There are a couple of scenarios worth mentioning where more overhead than expected may be observed.
Enabling the detailed_middleware option
By default, Scout aggregates all middleware timings together into a single “Middleware” category. Scout can provide a detailed breakdown of middleware timings by setting detailed_middleware: true
in the configuration settings.
This is false
by default as instrumenting each piece of middleware adds additional overhead. It’s common for Rails apps to use more than a dozen pieces of middleware. Typically, time spent in middleware is very small and isn’t worth instrumenting. Additionally, most of these middleware pieces are maintained by third-parties and are thus more difficult to optimize.
Resque Instrumentation
Since Resque works by forking a child process to run each job and exiting immediately when the job is finished, our instrumentation needs a way to aggregate the timing results and traces into a central store before reporting the information to our service. To support Resque, the Resque child process sends a simple payload to the parent which is listening via WEBRick on localhost. As long as there is one WEBRick instance listening on the configured port, then any Resque children will be able to send results back to it.
The overhead is usually small, but it is more significant than instrumenting background job frameworks like Sidekiq and DelayedJob that do not use forking. The lighter the jobs are, more overhead is incurred in the serialization and reporting to WEBRick. In our testing, for jobs that took ~18 ms each, we found that the overhead is about ~8%. If your jobs take longer than that, on average, the overhead will be lower.
Transactions
What is a transaction
A transaction is anytime that you application handles a request or runs a background job. To get a better understanding of your transaction volume, visit your usage page for more info
Ignoring transactions
Note: When a transaction is ignored, we will not collect metric data or traces for the request. When ignoring transactions and using sampling, data may be skewed and important traces may be missed.
There are a couple of approaches to ignore web requests and background jobs you don’t care to instrument. These approaches are listed below.
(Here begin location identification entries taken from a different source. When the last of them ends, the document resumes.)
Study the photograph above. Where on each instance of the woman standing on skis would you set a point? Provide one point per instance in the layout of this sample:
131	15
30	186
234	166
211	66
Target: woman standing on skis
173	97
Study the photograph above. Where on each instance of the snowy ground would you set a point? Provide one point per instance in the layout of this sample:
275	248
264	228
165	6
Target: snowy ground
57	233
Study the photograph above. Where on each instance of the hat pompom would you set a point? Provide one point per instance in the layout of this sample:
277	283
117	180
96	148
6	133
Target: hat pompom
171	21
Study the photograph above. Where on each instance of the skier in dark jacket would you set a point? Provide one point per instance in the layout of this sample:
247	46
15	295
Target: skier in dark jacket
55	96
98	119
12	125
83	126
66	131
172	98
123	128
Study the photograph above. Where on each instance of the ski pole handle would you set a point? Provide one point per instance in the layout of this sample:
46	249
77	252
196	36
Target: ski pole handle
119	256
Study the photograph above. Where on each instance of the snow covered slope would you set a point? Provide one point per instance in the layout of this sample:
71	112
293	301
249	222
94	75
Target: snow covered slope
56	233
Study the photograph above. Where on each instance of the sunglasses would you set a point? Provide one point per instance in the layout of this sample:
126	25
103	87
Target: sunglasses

By the web endpoint path name
You can ignore requests to web endpoints that match specific paths (like /health_check
). See the ignore
setting in the configuration options
In your code
To selectively ignore a web request or background job in your code, add the following within the transaction:
ScoutApm::Transaction.ignore!
Sampling
Use probability sampling to limit the number of web requests or background jobs Scout analyzes:
# app/controllers/application_controller.rb
before_action :sample_requests_for_scout
def sample_requests_for_scout
# Sample rate should range from 0-1:
# * 0: captures no requests
# * 0.9: captures 90% of requests
# * 1: captures all requests
sample_rate = 0.9
if rand > sample_rate
Rails.logger.debug("[Scout] Ignoring request: #{request.original_url}")
ScoutApm::Transaction.ignore!
end
end
Ignoring all background jobs
You can ignore all background jobs by setting enable_background_jobs: false
in your configuration file. See the configuration options.